Average SOC stocks (kg/m2) of 10 soil profiles and statistical comparison between four different methods combined in three groups. Multiple dependent t-test for paired samples was used for statistical analysis

The results found in values standardized by mass and standardized by mass minus gravels were similar.

The second analysis comparing the same methods in different groups showed that the values standardized by mass and mass minus gravels are statistically similar (Fig. 20.4). When both are compared to the original values, the results differ.

Fig. 20.4
figure 4

Average SOC stocks (kg/m2) of 10 soil profiles for each method by different groups. Repeated measure ANOVA with post hoc Bonferroni correction was used for statistical analysis

The analysis is complementary and confirms that original data produced significantly different results than standardized data. Different functions can produce different results, independently of the standardization.

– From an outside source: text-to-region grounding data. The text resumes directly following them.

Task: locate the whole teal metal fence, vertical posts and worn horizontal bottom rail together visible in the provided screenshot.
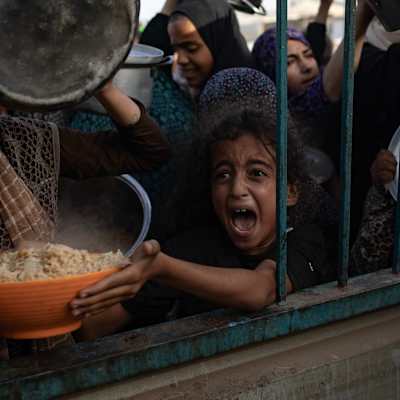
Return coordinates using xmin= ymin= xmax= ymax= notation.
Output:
xmin=0 ymin=0 xmax=400 ymax=400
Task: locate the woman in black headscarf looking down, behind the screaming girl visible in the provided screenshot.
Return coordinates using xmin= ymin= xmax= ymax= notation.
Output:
xmin=120 ymin=0 xmax=253 ymax=238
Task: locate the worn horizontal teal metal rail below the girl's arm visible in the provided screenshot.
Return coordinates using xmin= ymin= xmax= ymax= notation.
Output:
xmin=0 ymin=269 xmax=400 ymax=400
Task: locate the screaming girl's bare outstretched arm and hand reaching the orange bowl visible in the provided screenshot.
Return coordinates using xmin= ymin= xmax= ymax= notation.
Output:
xmin=71 ymin=241 xmax=293 ymax=316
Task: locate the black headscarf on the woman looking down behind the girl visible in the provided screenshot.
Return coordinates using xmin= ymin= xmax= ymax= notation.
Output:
xmin=172 ymin=0 xmax=253 ymax=73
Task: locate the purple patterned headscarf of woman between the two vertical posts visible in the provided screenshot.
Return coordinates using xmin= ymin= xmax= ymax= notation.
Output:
xmin=252 ymin=27 xmax=310 ymax=82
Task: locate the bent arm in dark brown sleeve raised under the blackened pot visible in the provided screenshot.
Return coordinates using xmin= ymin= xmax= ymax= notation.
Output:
xmin=60 ymin=83 xmax=170 ymax=179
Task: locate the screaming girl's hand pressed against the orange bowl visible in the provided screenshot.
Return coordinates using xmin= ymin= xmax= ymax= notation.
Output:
xmin=70 ymin=240 xmax=160 ymax=317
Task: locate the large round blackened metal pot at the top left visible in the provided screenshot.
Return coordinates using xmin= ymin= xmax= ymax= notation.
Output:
xmin=0 ymin=0 xmax=140 ymax=111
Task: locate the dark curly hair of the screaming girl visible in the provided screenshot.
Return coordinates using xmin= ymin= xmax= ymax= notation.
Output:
xmin=160 ymin=107 xmax=303 ymax=239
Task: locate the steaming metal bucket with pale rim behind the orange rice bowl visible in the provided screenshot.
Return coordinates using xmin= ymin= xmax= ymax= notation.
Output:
xmin=54 ymin=175 xmax=151 ymax=256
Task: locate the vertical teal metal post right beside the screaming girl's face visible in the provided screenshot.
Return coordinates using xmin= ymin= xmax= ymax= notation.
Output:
xmin=276 ymin=0 xmax=288 ymax=302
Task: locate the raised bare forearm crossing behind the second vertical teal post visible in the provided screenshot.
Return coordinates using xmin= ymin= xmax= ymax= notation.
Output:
xmin=323 ymin=0 xmax=374 ymax=102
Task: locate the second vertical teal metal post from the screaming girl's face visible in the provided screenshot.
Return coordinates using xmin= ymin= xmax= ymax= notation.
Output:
xmin=339 ymin=0 xmax=355 ymax=287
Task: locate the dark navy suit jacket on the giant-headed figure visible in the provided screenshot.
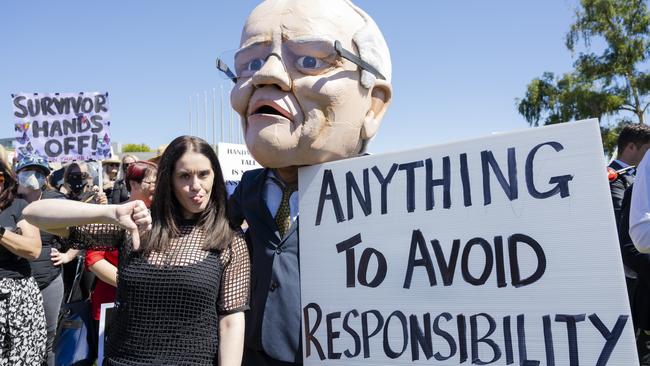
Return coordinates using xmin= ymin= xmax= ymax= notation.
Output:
xmin=228 ymin=169 xmax=302 ymax=363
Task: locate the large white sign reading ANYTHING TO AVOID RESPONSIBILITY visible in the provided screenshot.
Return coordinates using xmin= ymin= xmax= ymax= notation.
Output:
xmin=299 ymin=120 xmax=638 ymax=366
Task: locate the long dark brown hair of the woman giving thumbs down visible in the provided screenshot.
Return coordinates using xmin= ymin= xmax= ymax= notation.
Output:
xmin=143 ymin=136 xmax=233 ymax=253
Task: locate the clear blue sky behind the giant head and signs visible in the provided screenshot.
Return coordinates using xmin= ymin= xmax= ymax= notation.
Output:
xmin=0 ymin=0 xmax=577 ymax=153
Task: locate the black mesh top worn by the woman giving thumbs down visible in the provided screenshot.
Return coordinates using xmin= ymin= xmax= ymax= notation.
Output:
xmin=69 ymin=222 xmax=250 ymax=365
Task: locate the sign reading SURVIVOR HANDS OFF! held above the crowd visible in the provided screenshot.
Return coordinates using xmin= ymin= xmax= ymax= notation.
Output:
xmin=12 ymin=93 xmax=111 ymax=162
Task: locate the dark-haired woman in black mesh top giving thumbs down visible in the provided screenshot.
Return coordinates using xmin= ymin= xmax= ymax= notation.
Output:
xmin=25 ymin=136 xmax=250 ymax=366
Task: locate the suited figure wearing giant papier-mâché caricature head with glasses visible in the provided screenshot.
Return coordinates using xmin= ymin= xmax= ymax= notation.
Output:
xmin=224 ymin=0 xmax=391 ymax=366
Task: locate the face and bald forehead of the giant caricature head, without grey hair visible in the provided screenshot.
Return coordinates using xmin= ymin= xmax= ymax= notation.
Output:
xmin=231 ymin=0 xmax=390 ymax=168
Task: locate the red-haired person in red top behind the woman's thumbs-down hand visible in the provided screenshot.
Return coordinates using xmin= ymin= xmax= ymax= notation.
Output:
xmin=86 ymin=161 xmax=158 ymax=354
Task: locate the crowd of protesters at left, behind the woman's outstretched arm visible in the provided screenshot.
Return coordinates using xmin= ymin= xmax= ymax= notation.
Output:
xmin=0 ymin=142 xmax=170 ymax=365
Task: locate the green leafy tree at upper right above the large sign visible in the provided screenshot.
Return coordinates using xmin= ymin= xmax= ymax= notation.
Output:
xmin=517 ymin=0 xmax=650 ymax=153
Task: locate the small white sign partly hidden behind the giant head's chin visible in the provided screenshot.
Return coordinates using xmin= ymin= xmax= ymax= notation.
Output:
xmin=217 ymin=142 xmax=262 ymax=194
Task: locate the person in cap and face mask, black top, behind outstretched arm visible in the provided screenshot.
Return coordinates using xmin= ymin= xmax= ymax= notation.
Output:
xmin=16 ymin=155 xmax=73 ymax=366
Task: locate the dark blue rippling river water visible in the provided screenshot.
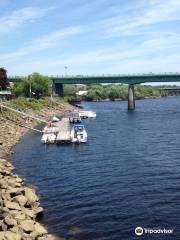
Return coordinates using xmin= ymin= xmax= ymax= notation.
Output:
xmin=13 ymin=97 xmax=180 ymax=240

The characteristic of each function needs to be considered during the choice of the function and interpretation of the results. When using discrete values, the continuous carbon variation on the profiles is not considered. Negative exponential function tends to produce lower values than horizons in upper layers and higher values at greater depths and lower SOC stocks of the profile. Equal-area exponential and equal-area splines produce SOC stocks similar to horizon values. Differences may appear when the function is not considering the initial and the final balance part of the curve and this generally increases the values.

4 Conclusions

From this analysis, the following can be concluded:

  • Different functions for calculating SOC by depth produce significantly different results.

  • The highest average total SOC stock up to 30 cm depth, 7.1 kg/m2, was found in the original values interpolated by equal-area exponential function. The lowest average SOC stock up to 30 cm depth, 5.4 kg/m2, was calculated using standardized values by mass minus gravels and the exponential function.

  • The highest average total SOC stock up to 100 cm depth, 14.7 kg/m2, was found in original values interpolated by equal-area spline function. The lowest average SOC stock up to 100 cm depth, 12.9 kg/m2, was calculated using standardized values by mass minus gravels and the exponential function.

  • Equal-area exponential and equal-area splines produce SOC stocks similar to horizon values, primarily when considering the initial and final parts of the fitted curve by each horizon.

  • Values standardized by mass and mass minus gravels yield significantly different results compared to original values.